作戦名はウルチ

朝鮮半島有事に備えた米韓合同演習の名称「ウルチ」。
これは高句麗の名将「乙支(ウルチ)文徳」にちなんだ名です。

西暦612年、隋の二度目の高句麗遠征の際、補給不足に悩んでいた隋軍と講話し、中国軍が撤退を開始して油断したところを攻撃し勝利したという英雄です。

30万の隋軍はほとんど壊滅したとされます。

だまし討ちに近い方法とは言え、大軍を破った英雄ですが、一つ問題なのは高句麗は中国と朝鮮、どちらに属するのかということ。

中国政府は高句麗を中国の地方政権と主張しています。
つまり、朝鮮北部を領土に加える意図があったとしてもおかしくない。

一方で韓国政府は高句麗を自国の歴史の一部と言います。
高句麗は1世紀頃にはあったようで、唐に滅ぼされるまで600年ほど続きましたが、最後の首都は平壌、つまり現在の北朝鮮でした。

とすると、乙支文徳は朝鮮に攻めてきた中国軍を撃退した英雄なのですね。
そして、米韓合同演習の名がウルチですから、これは中国との戦争を念頭に置いているという意味でしょうか。

最近の半島情勢では北朝鮮ばかりが目立っていますが、本命は中国だったりしませんでしょうか。。
だって、半島周辺におけるミサイル防衛システムの整備は結果として中国の軍拡に対抗することになります。

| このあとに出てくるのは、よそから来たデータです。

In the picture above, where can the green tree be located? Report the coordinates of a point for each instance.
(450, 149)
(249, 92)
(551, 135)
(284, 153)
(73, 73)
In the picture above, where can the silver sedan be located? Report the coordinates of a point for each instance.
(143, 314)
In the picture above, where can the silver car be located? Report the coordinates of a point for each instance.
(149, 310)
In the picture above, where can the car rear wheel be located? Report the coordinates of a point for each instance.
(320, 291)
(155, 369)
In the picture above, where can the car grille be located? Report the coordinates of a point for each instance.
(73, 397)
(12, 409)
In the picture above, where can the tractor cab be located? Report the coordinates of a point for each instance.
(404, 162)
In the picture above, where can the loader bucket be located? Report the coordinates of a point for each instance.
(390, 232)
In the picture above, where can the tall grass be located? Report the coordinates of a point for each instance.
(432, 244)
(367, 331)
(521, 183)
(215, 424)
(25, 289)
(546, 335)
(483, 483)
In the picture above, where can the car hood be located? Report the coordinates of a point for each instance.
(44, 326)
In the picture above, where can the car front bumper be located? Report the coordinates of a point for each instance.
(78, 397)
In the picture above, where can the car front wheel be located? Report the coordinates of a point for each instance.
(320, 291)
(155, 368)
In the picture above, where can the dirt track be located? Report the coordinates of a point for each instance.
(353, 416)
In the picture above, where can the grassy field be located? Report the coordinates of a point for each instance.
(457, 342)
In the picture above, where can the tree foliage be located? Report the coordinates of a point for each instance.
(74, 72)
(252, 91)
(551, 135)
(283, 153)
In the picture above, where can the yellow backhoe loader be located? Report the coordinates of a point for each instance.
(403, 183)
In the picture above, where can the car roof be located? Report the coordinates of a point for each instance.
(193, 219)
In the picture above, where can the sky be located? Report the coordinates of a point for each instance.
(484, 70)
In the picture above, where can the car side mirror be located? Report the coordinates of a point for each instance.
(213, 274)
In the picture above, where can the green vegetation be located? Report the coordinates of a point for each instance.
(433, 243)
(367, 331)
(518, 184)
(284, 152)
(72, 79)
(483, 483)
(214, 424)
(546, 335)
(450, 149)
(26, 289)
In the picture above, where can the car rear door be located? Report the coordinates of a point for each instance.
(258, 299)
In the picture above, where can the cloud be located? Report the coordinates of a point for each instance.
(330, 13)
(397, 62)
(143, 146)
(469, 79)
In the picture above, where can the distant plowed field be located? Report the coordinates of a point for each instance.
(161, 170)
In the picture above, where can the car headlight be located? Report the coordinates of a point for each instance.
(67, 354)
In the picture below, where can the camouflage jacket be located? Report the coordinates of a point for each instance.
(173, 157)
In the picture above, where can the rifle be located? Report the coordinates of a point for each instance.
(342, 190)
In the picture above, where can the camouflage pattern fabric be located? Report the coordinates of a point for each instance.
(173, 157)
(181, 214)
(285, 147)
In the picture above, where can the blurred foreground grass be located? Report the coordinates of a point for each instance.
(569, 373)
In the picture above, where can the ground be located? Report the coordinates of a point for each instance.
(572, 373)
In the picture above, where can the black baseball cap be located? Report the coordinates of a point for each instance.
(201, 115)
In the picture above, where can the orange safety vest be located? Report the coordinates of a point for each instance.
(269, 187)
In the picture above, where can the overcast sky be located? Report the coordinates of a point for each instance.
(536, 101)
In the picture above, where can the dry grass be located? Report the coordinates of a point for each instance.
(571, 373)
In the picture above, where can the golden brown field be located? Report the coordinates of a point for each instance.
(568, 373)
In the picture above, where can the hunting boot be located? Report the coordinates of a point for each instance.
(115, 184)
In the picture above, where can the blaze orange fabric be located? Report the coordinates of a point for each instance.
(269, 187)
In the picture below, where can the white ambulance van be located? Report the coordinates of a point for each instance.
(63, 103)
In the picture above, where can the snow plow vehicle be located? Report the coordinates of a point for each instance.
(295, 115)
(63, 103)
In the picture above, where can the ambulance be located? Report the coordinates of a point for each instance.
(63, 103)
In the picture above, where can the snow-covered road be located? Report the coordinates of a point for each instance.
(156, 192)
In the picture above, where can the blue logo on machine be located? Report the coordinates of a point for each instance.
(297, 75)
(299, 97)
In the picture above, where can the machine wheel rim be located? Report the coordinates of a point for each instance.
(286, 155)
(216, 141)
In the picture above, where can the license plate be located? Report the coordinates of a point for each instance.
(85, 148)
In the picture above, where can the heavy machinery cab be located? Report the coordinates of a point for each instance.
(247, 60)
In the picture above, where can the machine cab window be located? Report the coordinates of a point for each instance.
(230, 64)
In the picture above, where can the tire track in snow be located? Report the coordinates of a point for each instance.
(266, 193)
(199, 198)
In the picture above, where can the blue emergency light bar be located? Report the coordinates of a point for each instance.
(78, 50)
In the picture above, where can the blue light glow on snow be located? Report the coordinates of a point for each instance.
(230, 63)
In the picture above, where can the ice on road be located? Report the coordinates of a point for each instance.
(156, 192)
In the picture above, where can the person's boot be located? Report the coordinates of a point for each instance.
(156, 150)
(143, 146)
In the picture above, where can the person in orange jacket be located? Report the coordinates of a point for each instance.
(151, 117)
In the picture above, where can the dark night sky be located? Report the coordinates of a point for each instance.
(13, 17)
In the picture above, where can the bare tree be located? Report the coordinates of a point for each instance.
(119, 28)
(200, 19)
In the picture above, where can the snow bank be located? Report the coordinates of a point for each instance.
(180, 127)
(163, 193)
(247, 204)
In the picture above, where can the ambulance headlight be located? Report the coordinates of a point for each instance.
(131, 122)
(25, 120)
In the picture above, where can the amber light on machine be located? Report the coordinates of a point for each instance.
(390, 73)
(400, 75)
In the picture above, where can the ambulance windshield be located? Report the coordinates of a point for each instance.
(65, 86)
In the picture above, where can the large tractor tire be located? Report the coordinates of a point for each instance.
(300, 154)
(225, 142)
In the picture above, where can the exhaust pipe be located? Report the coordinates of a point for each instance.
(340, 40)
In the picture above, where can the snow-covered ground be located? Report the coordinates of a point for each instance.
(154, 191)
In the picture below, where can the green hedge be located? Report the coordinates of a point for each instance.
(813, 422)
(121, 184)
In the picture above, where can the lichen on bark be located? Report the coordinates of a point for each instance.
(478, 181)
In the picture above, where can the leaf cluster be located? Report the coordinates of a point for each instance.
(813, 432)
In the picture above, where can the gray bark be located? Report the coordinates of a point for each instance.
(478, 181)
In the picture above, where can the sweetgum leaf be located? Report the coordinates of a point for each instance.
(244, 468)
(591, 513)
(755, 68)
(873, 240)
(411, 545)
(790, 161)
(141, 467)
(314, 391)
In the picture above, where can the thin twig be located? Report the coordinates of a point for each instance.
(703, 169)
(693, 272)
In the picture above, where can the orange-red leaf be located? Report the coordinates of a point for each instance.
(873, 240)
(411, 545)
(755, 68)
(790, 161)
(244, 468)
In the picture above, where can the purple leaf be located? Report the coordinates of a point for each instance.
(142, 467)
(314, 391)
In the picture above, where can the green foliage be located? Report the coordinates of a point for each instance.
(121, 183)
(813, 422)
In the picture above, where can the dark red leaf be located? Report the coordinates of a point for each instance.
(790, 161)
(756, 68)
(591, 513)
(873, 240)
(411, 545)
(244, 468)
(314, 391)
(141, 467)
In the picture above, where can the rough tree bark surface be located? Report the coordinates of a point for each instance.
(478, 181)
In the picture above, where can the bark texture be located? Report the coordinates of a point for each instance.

中国との緊張を避けながら防衛システムを配備するには何か大義名分が必要です。
そして、防衛システムを売って儲かるのは米国の企業。買うのは日本政府。

トランプ大統領はしたたかなビジネスマンです。
そういう図式で見ると、ニュースがまた違って見えてきます。

6世紀初頭の隋帝国は東アジアへの領土拡張を目論んでおり、聖徳太子が遣隋使を送ったのは国防上の目的もあったと思います。
ウルチに負けた隋帝国は、その6年後に滅亡しました。